The United States implements import relief (or a safeguard action) under Section 201 of the Trade Act of 1974. These actions are in accordance with GATT Article XIX and the WTO Safeguards Agreement. United States trade law in this area sets forth the authority and procedures for the President to take action by determining if “an article is being imported into the United States in such increased quantities as to be a substantial cause of serious injury, or threat thereof, to the domestic industry producing an article like or directly competitive with the imported article.”

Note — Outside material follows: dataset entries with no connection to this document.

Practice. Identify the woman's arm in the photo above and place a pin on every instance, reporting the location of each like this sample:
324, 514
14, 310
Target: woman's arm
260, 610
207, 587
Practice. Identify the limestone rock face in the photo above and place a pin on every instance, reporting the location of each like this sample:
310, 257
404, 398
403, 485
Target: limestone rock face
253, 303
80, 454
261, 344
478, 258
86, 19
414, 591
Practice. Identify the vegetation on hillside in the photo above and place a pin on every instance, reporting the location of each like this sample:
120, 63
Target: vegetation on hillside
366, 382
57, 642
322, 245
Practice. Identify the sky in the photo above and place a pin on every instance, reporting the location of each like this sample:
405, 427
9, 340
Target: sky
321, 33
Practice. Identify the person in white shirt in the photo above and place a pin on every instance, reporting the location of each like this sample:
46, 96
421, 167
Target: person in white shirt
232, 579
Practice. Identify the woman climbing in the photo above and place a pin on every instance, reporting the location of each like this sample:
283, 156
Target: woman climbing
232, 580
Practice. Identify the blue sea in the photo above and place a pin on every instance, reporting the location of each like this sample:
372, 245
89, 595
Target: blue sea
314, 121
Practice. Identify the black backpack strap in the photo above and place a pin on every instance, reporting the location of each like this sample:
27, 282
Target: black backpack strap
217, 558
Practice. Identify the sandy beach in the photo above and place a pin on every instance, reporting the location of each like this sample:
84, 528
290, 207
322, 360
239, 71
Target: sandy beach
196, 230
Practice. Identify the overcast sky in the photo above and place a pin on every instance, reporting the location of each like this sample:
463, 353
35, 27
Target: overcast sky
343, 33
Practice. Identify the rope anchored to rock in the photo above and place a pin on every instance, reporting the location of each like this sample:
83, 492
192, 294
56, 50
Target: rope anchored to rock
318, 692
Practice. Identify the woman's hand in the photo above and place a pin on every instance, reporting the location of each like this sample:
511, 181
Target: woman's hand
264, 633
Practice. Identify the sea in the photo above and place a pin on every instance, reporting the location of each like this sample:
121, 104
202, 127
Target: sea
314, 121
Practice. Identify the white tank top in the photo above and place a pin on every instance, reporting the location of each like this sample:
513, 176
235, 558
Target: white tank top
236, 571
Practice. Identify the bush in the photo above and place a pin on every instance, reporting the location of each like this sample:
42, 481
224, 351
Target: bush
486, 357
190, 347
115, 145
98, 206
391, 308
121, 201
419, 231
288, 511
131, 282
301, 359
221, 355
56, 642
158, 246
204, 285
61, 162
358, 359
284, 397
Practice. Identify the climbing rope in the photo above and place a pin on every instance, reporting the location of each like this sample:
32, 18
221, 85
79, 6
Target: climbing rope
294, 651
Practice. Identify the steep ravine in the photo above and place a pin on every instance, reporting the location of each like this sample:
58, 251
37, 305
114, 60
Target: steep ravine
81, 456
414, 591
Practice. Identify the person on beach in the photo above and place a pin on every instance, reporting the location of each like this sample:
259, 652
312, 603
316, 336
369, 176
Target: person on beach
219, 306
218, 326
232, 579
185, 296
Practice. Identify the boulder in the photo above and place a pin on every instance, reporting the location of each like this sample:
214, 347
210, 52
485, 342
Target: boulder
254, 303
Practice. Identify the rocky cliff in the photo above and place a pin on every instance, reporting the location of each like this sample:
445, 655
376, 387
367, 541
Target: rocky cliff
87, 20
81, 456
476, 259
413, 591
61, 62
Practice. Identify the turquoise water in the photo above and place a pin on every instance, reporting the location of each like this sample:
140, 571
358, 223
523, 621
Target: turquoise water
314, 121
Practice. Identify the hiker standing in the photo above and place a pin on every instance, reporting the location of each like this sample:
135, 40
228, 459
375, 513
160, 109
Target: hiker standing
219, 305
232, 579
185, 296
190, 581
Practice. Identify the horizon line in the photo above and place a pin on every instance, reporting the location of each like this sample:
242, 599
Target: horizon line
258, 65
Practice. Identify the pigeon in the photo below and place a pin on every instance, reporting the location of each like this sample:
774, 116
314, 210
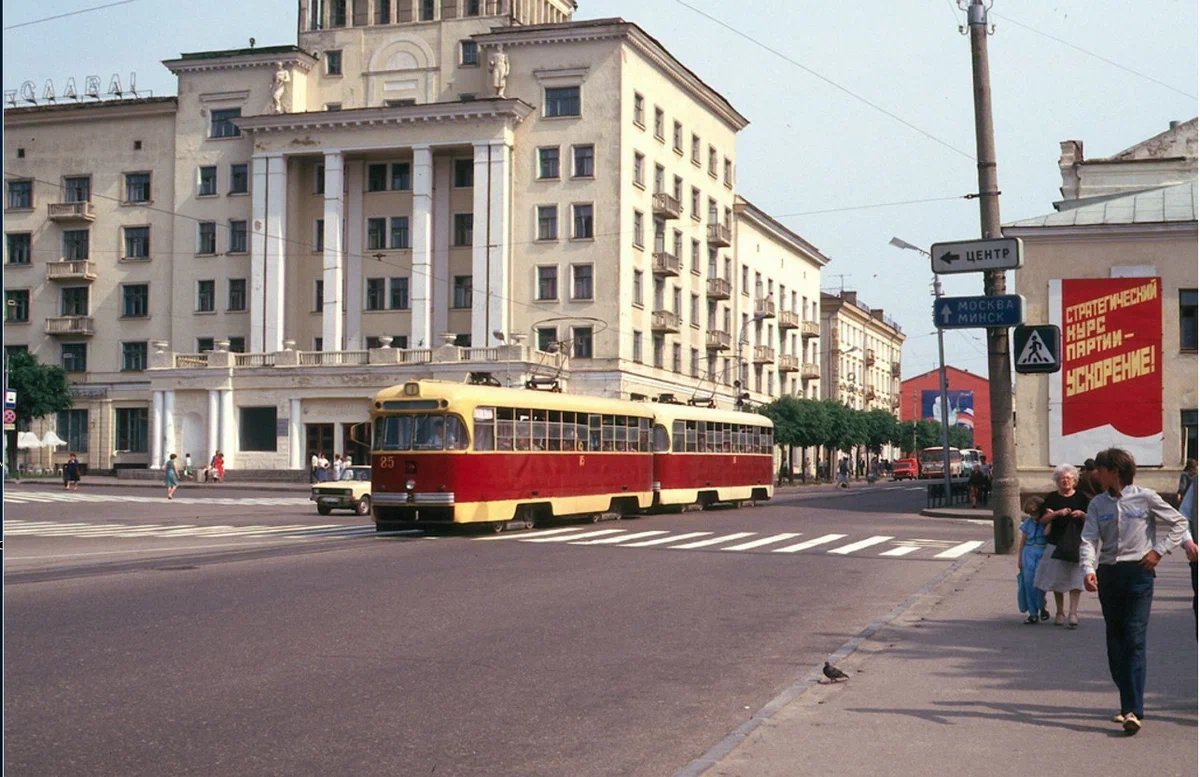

A second important import relief mechanism is the special safeguard that helps U.S. industries and workers deal with import surges from China. This mechanism, found in Section 421 of the Trade Act of 1974 as amended, is available to the United States (and other WTO Members) for 12 years after China’s accession, or until December 11, 2013. This mechanism is distinctive because it is China specific, meaning that it allows the United States to apply safeguard measures that are targeted solely at Chinese products (rather than at imports from all countries, as is normally required by WTO rules).
The process for both safeguard mechanisms is similar. Following the receipt of an appropriate petition, the International Trade Commission (ITC) conducts an analysis to determine whether relevant imports are, or threaten to be, a substantial cause of injury to domestic industry. If a positive determination is made, the ITC then makes recommendations as to the type of remedy that could be used to provide for import relief.
Once a final ITC recommendation is made, the inter agency group must also formulate its recommendation to the President. MAS’s Office of Trade Policy Analysis (OTPA) has the lead on coordinating the ITA position on both global (Section 201) and China specific (Section 421) safeguard issues. OTPA coordinates with staff from MAS industry offices, IA, MAC, and OGC in assessing whether import restrictions will improve the competitiveness of U.S. industries and, if so, what remedies should be imposed.
OTPA draws on industry analyst expertise, empirical economic analysis, including economic modeling, and input from IA, MAC, and OGC in this process. Once an ITA consensus is reached, it and other agencies will vote on an inter agency recommendation to the President. The President then makes the final decision regarding the implementation of import relief.